Semarang, Info_PAS - Lembaga Pemasyarakatan Kelas I Batu Nusakambangan mengikuti kegiatan Monitoring dan Evaluasi atas Kepatuhan Pelaporan LHKAN melalui aplikasi CARAKA, Pencatatan Hukuman Disiplin, serta Pelaksanaan Survei Penilaian Integritas (SPI), Kamis (28/8).
t
Acara ini digelar di Kantor Wilayah Direktorat Jenderal Imigrasi Jawa Tengah dan diikuti pula oleh Unit Pelaksana Teknis (UPT) di lingkungan Kanwil Ditjen Imigrasi Jawa Tengah serta UPT Pemasyarakatan di bawah Kanwil Ditjenpas Jawa Tengah.
Kegiatan ini dibuka dengan sambutan oleh Ika Yusanti, Sekretaris Inspektorat Jenderal Kementerian Imigrasi dan Pemasyarakatan, yang menegaskan pentingnya sinergi antar-unit kerja dalam memastikan tata kelola pemerintahan yang bersih, akuntabel, dan berintegritas.
"Pelaporan melalui CARAKA, pencatatan hukuman disiplin, dan pelaksanaan SPI merupakan instrumen penting dalam menjaga akuntabilitas kinerja, memperkuat budaya integritas, sekaligus meningkatkan nilai Reformasi Birokrasi. Saya berharap seluruh satuan kerja di Jawa Tengah dapat memanfaatkan momentum ini untuk memperbaiki kekurangan sekaligus memperkuat komitmen bersama dalam membangun institusi yang berintegritas," ujar Ika Yusanti.
Sementara itu, paparan terkait Survei Penilaian Integritas (SPI) menekankan bahwa survei ini menjadi instrumen strategis dalam mengukur tingkat integritas satuan kerja. SPI 2025 akan melibatkan berbagai UPT Pemasyarakatan di Jawa Tengah, antara lain Lapas, Rutan, dan Bapas yang tersebar di beberapa wilayah. Data SPI yang akurat akan sangat berpengaruh terhadap nilai Reformasi Birokrasi (RB) Kementerian, sehingga keterlibatan aktif satuan kerja dalam pengisian survei menjadi hal yang mutlak.

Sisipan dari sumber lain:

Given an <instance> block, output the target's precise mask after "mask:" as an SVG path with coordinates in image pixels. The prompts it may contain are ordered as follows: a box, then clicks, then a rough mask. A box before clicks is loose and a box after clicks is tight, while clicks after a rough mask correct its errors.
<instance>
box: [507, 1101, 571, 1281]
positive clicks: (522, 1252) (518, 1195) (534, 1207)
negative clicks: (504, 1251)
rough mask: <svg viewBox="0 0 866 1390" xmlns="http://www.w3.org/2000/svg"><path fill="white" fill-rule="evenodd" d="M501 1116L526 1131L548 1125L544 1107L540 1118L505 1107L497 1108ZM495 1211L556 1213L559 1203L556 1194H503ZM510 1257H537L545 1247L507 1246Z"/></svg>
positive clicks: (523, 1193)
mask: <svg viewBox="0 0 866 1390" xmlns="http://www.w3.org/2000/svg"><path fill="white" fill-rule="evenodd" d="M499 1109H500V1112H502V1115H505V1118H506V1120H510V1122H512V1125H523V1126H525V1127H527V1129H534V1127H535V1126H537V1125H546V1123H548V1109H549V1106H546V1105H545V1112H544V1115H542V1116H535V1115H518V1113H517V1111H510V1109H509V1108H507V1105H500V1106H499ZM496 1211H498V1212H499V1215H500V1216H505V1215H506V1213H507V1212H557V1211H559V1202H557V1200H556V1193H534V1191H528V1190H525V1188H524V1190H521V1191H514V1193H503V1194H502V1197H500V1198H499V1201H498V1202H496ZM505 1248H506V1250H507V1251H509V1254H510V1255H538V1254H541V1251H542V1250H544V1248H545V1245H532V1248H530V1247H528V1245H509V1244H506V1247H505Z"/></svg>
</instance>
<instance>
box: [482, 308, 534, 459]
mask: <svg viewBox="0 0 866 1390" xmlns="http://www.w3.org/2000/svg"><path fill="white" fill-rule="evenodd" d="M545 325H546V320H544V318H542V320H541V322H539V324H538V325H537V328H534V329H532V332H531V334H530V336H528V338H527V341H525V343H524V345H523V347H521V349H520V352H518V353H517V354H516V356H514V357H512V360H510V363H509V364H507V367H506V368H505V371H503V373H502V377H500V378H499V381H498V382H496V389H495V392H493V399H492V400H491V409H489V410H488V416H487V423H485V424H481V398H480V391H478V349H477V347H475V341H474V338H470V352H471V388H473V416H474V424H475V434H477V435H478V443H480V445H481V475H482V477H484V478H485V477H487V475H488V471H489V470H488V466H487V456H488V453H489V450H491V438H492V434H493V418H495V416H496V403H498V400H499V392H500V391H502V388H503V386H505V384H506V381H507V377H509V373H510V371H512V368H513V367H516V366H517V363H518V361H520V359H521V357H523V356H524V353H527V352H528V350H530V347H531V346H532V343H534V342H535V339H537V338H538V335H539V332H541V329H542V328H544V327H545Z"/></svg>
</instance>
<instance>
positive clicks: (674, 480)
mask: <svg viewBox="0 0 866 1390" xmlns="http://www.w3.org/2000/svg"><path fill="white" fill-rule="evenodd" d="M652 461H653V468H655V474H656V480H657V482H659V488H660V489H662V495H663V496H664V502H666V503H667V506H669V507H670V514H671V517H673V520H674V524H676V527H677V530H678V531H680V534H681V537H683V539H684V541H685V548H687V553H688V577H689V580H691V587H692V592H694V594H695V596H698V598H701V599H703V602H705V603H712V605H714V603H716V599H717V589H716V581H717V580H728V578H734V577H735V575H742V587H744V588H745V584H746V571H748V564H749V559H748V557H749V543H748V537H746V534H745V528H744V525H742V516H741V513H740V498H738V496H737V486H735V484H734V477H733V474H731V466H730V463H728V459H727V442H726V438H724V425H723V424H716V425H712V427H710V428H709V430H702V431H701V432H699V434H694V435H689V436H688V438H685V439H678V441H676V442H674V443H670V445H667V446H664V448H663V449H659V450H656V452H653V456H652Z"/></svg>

Kepala Lembaga Pemasyarakatan Kelas I Batu Nusakambangan, Irfan menyatakan dukungan kegiatan ini menjadi langkah nyata untuk memperkuat Reformasi Birokrasi dan membangun budaya integritas di lingkungan Pemasyarakatan.
"Kami berkomitmen penuh memastikan pelaporan berjalan sesuai ketentuan dan meningkatkan pelayanan publik yang bersih, akuntabel, dan berkualitas," ujar Irfan.